I don’t live or die by the Thursday morning group, and I’ve made some very good friends there, with whom I’ll continue to do business and referrals. As I leave, please don’t turn your back on [the children helped by a charitable organization they support]. They depend on you to be able to live. It’s amazed me that I’ve not had more sponsors come out of the group over the many years I’ve been a member...
God speed to all of you, may your businesses prosper, and may you always remember to love.
As you can see, the irony of having this happen to him the very day Harvey Weinstein was convicted is not lost on him. (It was also, sadly, my friend’s birthday.) Now, you don’t know this person and can only take my word, but believe me, he would never intentionally make a female colleague uncomfortable. I’ve seen him in social situations many times; he’s naturally friendly and outgoing and might offer a casual hug (with others around) or compliment someone (man or woman) for a stylish dress or cool tie. But this wasn’t a workplace situation; there’s no HR, no posted behavior code for employees. Within hours of sending this letter, he’d already received numerous letters of support from both men and women in the group.
I spoke with him at length about this today, and he understands that perhaps because of past experiences, a woman might be easily made uncomfortable, but he just wishes he could have been made aware, either by the woman herself (“Eh, I’m not really a ‘hug’ person”) or by leadership (“I thought I’d better tell you, there’s been a complaint about you being too outwardly friendly”). He would have respected that and behaved accordingly.

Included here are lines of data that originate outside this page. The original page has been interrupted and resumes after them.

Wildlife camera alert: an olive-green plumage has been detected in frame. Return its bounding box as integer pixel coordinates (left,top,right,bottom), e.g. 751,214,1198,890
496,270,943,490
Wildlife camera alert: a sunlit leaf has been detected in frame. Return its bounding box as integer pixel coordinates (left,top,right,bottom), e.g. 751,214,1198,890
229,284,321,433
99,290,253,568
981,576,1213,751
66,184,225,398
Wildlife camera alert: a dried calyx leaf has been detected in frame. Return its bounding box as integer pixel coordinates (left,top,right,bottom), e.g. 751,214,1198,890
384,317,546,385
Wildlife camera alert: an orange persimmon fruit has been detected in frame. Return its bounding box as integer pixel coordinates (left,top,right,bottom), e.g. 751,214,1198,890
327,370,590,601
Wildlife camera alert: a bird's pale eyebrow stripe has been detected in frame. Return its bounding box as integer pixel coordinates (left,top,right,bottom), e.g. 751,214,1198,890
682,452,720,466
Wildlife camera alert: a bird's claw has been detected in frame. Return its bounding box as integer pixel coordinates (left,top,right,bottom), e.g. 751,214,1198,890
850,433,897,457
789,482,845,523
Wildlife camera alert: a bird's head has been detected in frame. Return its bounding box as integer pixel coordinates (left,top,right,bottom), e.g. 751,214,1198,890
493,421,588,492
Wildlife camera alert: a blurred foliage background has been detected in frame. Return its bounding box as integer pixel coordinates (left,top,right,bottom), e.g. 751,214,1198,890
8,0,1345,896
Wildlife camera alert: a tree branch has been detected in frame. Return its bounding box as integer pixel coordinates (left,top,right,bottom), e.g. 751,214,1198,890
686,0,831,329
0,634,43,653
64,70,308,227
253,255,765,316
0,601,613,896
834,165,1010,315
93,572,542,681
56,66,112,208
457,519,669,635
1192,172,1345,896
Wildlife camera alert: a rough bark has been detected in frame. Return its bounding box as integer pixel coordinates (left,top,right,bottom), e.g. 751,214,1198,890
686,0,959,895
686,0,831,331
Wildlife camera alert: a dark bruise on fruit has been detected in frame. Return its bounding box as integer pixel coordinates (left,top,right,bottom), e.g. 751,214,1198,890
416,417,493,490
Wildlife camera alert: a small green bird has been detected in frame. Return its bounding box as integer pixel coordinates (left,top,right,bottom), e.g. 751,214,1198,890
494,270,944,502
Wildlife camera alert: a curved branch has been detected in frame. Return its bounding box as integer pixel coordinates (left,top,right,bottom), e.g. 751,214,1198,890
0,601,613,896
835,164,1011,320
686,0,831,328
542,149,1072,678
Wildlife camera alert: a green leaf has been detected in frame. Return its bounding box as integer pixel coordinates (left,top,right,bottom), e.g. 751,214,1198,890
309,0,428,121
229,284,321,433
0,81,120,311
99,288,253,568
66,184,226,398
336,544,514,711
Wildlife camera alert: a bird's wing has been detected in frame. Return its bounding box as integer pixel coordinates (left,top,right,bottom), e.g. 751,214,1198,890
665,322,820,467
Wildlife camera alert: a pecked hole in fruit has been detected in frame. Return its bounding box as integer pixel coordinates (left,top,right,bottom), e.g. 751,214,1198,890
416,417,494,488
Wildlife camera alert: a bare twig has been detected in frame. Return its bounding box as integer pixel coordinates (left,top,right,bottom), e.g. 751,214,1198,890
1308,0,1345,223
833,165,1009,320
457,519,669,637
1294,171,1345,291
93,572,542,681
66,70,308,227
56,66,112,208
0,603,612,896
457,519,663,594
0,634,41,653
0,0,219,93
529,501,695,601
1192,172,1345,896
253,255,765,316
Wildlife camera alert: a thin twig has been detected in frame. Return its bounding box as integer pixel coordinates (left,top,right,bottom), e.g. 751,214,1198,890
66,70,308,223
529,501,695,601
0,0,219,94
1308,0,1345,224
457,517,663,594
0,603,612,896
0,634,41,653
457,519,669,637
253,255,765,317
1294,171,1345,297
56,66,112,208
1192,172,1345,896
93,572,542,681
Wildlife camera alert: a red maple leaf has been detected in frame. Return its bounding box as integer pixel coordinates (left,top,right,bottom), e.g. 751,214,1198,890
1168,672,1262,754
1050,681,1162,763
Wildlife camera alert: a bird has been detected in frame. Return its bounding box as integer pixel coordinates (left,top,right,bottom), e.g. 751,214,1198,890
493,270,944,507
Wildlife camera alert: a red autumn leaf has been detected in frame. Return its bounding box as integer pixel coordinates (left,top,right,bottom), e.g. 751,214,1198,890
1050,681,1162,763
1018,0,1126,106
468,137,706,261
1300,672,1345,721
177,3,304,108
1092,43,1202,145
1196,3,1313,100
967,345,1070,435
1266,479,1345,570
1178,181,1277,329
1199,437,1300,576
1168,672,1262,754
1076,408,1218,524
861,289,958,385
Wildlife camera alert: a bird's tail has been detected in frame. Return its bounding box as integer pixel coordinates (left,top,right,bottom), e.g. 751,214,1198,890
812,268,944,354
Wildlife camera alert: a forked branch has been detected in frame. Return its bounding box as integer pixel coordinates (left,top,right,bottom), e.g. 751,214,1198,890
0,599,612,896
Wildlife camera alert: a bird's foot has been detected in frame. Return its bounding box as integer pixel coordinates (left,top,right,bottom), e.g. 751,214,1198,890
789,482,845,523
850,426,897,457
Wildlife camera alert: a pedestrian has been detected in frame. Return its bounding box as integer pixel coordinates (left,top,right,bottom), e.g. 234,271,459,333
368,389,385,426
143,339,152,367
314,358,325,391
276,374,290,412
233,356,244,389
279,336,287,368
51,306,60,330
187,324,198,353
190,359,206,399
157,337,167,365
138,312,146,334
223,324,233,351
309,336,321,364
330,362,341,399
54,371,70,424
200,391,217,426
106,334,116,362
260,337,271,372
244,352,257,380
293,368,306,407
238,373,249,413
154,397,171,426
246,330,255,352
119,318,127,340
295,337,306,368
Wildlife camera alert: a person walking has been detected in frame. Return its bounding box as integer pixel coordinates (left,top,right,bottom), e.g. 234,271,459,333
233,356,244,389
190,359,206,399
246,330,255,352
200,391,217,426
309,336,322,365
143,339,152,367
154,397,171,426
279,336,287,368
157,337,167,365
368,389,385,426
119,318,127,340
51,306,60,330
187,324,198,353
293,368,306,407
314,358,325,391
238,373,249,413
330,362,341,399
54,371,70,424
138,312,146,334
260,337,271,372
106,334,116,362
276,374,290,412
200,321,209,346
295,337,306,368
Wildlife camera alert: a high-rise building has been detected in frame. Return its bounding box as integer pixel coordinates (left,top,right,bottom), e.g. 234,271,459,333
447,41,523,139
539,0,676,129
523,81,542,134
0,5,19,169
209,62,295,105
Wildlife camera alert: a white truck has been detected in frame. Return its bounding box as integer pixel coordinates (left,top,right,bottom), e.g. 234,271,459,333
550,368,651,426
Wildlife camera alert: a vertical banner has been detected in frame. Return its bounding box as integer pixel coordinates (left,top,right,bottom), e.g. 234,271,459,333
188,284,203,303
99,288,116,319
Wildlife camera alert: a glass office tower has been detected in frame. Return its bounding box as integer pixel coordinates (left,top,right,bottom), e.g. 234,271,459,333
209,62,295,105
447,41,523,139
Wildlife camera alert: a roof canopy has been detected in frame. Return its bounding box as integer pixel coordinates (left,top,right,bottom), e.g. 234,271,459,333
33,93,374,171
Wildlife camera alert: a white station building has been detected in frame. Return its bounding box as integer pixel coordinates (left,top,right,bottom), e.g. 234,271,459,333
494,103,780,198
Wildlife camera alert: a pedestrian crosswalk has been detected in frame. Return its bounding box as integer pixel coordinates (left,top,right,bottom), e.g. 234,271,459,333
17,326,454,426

The way this was handled is just wrong, and, as a woman, I’m flat-out embarrassed by it. In the post-feminist age, are we capable of navigating interpersonal situations (at least in cases not involving a job or other power play) or are women fragile little flowers? I can see not wanting to confront one’s boss or attacker, but this innocent, friendly care-bear? Get real. And if the woman is, for whatever reason, too uncomfortable to talk to the person directly, can’t the leadership of this relatively small, local group bring members together to resolve such issues? As disappointed as I am by the women in this situation, that’s nothing compared to the way I feel about how the organization handled it.
So, where does my friend go to get his reputation back? He has no idea who accused him and has no recourse. He’s well aware of how word gets around, and since he’s a member of other, similar groups in the area, he wonders if he’ll be dropped from them, too. Will he be known as “the guy who got kicked out of *****”? Will false rumors spread that he groped women or propositioned them? Will it hurt the very worthwhile charity he supports? Honestly, the longer I go on about this, the madder I get --- probably much madder than the man this happened to, as he’s more forgiving than I am.
Harvey Weinstein is finally going to prison, and that’s a great consequence of the #MeToo movement. But my innocent friend deserved, at most, a heads-up to just be a little more reserved. He did not deserve what happened to him. And that’s a terrible consequence of the #MeToo Movement.